Three-year applied degrees will provide an opportunity for colleges to develop programs to address workforce shortages, such as highly skilled technology workers in the health care, digital, data, artificial intelligence, cybersecurity and process automation sectors. To support the growth and transformation of Ontario’s auto sector, the government will also be looking for programs that help to prepare the talent needed to build electric, autonomous and connected vehicles, as well as programs to support the development of workers who will help build the province’s infrastructure, roads and transit.
“Ontario is facing a historic labour shortage, and we need all hands-on deck to tackle it,” said Monte McNaughton, Minister of Labour, Training and Skills Development. “That is why our government is taking action to ensure young people are graduating with the skills they need to earn bigger paycheques that are waiting for them. This is how we build back a stronger province and bring good jobs to every corner of Ontario.”

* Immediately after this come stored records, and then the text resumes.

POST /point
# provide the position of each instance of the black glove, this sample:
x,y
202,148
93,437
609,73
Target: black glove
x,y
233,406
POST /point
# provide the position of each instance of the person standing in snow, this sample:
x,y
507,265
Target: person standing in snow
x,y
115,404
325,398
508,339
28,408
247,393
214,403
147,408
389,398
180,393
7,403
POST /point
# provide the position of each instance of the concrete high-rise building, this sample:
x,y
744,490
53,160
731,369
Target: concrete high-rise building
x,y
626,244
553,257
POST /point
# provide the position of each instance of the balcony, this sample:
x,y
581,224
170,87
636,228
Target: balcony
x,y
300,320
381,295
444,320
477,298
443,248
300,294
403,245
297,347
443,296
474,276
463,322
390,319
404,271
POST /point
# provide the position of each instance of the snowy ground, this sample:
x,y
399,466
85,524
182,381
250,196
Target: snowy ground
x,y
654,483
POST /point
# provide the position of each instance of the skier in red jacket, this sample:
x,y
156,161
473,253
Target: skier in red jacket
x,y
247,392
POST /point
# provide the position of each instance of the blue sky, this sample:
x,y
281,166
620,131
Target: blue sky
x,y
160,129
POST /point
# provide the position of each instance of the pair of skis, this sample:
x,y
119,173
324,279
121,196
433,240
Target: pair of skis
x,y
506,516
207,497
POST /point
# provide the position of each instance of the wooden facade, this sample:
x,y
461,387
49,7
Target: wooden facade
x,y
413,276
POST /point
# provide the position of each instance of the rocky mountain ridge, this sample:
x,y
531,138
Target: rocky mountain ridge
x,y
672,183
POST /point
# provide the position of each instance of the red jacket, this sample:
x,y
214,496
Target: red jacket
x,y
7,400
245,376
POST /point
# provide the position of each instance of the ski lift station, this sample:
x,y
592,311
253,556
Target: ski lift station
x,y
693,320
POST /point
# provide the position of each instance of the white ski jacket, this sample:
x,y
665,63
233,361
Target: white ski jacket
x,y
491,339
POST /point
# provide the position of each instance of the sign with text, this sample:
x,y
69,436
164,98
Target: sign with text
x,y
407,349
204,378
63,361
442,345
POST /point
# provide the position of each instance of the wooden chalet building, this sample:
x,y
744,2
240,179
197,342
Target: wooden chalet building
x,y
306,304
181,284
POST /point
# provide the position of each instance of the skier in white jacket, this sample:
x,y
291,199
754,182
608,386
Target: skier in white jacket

Colleges will be allowed to develop new three-year degree programs that are in an applied area of study, career-oriented, distinct from university degrees and are reviewed by the Postsecondary Education Quality Assessment Board (PEQAB) and approved by the minister. The cap on degree programs that colleges can offer will be raised by five per cent for all publicly assisted colleges. This means degree cap limits will become 20 per cent for Institutes of Technology and Advanced Learning (ITALs) and 10 per cent for all other colleges.
Ontario first signaled its intention to explore more options for advanced learning, including expanding degree programs offered by colleges, in the Supporting People and Business Act, 2021, which was introduced in October 2021.
The Ontario Workforce Recovery Advisory Committee identified a shortage of trained workers in a number of fields, including health care, digital, data, artificial intelligence, cybersecurity and process automation sectors.
The Post-secondary Education Choice and Excellence Act, 2000 allows colleges to offer bachelor’s degrees in applied areas of study with review from PEQAB and approval from the minister.
Previously, Colleges of Applied Arts and Technology could offer up to five per cent of their program activity as four-year applied degrees while ITALs – Conestoga, George Brown, Humber, Seneca and Sheridan – could offer up to 15 per cent.
It is anticipated the new three-year and more four-year college degree programs in applied areas of study will be available to students by fall 2023.
In the 2020-21 reporting year (2019-20 graduation year), about 77 per cent of Ontario college graduates were employed within six months of graduating, and 90.6 per cent of employers were satisfied or very satisfied with the graduates they hired.
"This is a tremendous announcement and a truly historic day for postsecondary education in Ontario. Expanding the degree programs at colleges will open the door to more career opportunities for graduates and produce a more highly qualified workforce. This is a major policy improvement that will ensure Ontario remains an economic powerhouse."
- Linda Franklin President and CEO, Colleges Ontario
"The expansion of degree programming at Ontario’s public colleges will play an important role in addressing critical workforce needs and contributing to the prosperity and well-being of our communities. We are delighted to work with our government and industry partners to provide more career-focused learning opportunities for students and build a stronger Ontario."